L’unica arma efficace a disposizione è la prevenzione. Chissà, forse istituendo in ogni provincia un nutrito gruppo di agenti, addetti a convincere quegli scocomerati di turno che hanno fatto scattare l’allarme rosso, ad occuparsi esclusivamente della propria salute mentale, potrebbe portare a qualche risultato. Ma costerebbe, tra personale e mezzi adeguati, forse un miliardo di Euro l’anno. E con tutte le garanzie costituzionali che assistono chi gira a piede libero, le azioni consentite si rivelerebbero, alla fine, poco incisive.
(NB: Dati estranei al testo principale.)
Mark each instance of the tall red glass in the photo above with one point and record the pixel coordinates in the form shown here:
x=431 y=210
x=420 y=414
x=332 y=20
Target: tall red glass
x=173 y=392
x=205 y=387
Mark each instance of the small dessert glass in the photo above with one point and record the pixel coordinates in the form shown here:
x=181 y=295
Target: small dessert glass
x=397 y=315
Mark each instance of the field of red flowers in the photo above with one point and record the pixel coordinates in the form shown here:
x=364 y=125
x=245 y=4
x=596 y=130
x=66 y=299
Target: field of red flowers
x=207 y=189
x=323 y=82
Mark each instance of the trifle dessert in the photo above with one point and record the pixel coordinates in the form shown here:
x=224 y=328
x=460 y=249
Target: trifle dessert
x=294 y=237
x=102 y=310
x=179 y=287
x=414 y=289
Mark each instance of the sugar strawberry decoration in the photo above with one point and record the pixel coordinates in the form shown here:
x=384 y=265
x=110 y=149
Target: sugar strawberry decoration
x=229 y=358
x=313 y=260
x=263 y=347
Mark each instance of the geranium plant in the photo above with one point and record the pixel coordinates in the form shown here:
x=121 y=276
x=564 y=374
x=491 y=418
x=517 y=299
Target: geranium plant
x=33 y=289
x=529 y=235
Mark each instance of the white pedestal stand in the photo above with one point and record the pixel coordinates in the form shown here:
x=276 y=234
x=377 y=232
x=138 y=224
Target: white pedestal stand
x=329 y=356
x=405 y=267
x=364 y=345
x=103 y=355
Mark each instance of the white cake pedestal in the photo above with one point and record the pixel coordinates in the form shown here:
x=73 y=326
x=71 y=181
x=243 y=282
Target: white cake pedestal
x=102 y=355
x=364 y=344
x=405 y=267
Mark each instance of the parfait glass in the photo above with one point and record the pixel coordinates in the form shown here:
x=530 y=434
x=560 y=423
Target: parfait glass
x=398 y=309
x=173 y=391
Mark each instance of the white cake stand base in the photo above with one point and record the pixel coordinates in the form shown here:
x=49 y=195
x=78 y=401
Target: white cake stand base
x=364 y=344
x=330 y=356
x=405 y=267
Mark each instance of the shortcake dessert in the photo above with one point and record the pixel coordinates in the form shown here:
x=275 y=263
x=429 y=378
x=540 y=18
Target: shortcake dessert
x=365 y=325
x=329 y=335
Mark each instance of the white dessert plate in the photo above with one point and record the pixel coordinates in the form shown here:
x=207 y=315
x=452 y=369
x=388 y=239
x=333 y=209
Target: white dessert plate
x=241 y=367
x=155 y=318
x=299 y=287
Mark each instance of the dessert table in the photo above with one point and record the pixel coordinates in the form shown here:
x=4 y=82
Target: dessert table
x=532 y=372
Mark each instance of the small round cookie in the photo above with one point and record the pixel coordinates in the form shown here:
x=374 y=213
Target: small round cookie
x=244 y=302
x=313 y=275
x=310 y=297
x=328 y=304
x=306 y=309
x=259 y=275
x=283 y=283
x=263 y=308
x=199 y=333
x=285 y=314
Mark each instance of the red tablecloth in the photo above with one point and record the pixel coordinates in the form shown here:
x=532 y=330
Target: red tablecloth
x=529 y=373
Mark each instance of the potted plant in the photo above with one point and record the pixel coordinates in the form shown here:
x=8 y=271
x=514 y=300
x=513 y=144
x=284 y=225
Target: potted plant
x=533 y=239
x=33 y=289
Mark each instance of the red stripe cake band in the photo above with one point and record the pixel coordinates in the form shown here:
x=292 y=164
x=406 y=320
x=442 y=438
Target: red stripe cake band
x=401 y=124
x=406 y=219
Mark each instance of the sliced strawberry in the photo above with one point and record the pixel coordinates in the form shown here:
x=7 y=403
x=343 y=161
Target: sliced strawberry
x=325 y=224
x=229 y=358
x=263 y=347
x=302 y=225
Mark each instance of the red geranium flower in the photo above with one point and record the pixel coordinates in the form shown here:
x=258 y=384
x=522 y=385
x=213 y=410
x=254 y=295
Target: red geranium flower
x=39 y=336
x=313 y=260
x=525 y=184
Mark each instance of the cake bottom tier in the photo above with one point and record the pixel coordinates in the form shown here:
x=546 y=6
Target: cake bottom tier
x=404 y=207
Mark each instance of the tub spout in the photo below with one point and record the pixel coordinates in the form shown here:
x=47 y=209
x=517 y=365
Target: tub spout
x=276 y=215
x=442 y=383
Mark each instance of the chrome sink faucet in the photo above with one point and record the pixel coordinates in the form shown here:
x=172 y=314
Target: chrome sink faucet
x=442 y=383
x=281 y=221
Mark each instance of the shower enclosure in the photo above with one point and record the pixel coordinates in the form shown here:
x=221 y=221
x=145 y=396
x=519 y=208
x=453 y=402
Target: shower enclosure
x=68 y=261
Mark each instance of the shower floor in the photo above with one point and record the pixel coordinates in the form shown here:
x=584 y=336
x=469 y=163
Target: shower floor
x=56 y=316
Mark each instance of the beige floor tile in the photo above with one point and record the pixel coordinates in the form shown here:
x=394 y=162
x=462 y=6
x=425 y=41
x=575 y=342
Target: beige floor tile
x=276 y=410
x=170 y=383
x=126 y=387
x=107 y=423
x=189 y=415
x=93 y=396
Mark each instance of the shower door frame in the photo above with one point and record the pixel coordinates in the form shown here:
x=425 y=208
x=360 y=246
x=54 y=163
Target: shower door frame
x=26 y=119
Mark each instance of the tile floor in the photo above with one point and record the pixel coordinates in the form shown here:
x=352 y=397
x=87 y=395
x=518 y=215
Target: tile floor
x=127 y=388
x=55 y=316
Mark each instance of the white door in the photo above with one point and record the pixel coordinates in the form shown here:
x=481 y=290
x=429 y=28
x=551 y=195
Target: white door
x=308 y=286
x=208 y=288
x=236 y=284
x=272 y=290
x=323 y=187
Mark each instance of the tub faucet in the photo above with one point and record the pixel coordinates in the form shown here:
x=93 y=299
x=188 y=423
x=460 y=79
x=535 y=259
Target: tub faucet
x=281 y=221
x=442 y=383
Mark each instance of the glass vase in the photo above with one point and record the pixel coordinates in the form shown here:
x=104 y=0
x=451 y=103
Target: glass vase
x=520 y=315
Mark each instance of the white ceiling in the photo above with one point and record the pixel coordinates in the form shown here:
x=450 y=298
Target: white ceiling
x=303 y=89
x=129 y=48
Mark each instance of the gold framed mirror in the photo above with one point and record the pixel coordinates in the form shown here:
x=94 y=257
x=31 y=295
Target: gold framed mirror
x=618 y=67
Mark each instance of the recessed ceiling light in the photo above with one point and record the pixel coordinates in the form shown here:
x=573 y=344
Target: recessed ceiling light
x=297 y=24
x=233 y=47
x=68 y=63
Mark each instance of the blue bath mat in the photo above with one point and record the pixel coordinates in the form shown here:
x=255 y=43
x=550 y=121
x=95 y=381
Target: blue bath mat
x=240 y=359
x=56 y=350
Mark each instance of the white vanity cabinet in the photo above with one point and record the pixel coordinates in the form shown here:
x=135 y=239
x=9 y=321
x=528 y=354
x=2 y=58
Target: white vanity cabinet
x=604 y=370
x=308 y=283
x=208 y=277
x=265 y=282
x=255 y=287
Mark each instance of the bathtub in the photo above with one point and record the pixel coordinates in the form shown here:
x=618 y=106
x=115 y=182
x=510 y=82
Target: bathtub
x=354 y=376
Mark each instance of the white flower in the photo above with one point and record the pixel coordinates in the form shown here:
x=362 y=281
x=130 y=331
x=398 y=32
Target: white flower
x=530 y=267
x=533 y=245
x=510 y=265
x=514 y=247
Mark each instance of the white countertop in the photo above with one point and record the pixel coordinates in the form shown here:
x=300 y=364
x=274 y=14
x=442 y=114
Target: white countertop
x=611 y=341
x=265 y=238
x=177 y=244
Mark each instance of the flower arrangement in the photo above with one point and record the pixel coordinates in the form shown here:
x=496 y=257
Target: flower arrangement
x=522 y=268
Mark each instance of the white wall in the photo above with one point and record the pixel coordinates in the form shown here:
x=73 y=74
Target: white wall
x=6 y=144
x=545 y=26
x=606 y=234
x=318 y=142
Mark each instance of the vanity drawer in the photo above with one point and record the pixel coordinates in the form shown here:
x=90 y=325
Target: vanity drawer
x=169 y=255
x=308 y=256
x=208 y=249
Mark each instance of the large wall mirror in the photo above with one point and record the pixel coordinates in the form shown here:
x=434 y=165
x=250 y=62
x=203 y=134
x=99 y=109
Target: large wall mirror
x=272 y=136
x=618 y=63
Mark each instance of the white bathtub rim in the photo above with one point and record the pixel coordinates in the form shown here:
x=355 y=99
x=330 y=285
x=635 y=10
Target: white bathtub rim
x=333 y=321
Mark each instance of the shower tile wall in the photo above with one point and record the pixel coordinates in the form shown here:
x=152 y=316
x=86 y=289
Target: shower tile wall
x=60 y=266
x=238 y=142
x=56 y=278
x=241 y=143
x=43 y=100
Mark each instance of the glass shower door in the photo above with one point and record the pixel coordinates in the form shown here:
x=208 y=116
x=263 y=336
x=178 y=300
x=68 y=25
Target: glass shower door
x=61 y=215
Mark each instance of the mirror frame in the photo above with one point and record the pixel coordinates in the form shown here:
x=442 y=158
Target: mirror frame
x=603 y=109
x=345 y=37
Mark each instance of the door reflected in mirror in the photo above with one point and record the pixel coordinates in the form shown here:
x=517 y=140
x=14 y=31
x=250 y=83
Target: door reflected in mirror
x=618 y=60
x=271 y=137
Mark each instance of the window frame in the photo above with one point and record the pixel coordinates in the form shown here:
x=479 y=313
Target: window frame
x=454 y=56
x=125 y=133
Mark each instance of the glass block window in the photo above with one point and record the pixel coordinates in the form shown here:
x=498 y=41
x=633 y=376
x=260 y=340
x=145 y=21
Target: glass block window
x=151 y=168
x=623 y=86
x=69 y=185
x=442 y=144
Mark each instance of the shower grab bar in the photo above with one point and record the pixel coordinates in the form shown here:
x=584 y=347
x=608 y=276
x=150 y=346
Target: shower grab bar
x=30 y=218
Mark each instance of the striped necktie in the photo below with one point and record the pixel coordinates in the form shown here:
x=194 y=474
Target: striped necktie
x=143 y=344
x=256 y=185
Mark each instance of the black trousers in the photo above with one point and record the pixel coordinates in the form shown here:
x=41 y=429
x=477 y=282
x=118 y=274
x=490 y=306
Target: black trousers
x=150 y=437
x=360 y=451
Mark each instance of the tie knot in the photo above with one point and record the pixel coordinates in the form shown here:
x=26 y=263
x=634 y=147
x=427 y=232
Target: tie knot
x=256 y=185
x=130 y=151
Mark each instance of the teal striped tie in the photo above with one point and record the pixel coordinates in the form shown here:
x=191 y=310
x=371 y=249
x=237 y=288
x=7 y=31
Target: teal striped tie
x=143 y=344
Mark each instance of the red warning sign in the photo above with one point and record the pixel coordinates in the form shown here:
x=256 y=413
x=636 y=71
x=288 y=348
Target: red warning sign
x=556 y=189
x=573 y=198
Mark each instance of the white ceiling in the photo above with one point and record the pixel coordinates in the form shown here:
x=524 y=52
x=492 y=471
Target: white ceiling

L’unica soluzione è armare quelle donne che, per comportamenti pregressi, versano in una obiettiva situazione di pericolo. La Costituzione non pone ostacoli, se non quando garantisce all’art. 17 «il diritto di riunirsi pacificamente e senz’armi». Quindi, nulla potrebbe impedire a una legge ordinaria di consentire a una donna, beninteso che versi in una comprovata situazione di pericolo, di portare un’arma.

Non sarebbe comunque molto diverso da oggi. Il porto d’armi per difesa personale, che è cosa ben diversa dal nulla osta per la mera detenzione (concesso su richiesta di chiunque non abbia tare mentali o precedenti penali), è una licenza molto difficile da ottenere. Bisogna innanzitutto dimostrare di saper sparare. Poi, la necessità di difendersi, che può riguardare sia l’addetto al trasporto di preziosi, sia il gioielliere, o il classico riccone che rischia di essere rapito.

Se dunque il porto d’armi può essere concesso a chi rischia di essere colpito nel proprio patrimonio, a maggior ragione deve poter essere concesso per garantire l’incolumità fisica della donna già sottoposta a minacce da parte dell’ex.

In più, lo Stato dovrebbe garantire, a proprie spese, un addestramento periodico all’uso delle armi da parte delle donne attenzionate, oltre a fornire l’arma di difesa, gratuitamente per le donne a basso ISEE.

Ciò che spinge l’uomo ad uccidere è la consapevolezza della donna come creatura del tutto indifesa. Quale uomo si avvicinerebbe alla propria ex sapendo che nella borsa tiene qualcosa come una 357 Magnum, che per giunta sa usare meglio di lui?

Per il femminicida l’alternativa sarebbe assoldare un cecchino che le spari dai tetti. Ma dove lo trova un cecchino del genere? E se lo trova, quanto gli costerebbe?

E poi, non sottovalutiamo il sex appeal di una donna armata.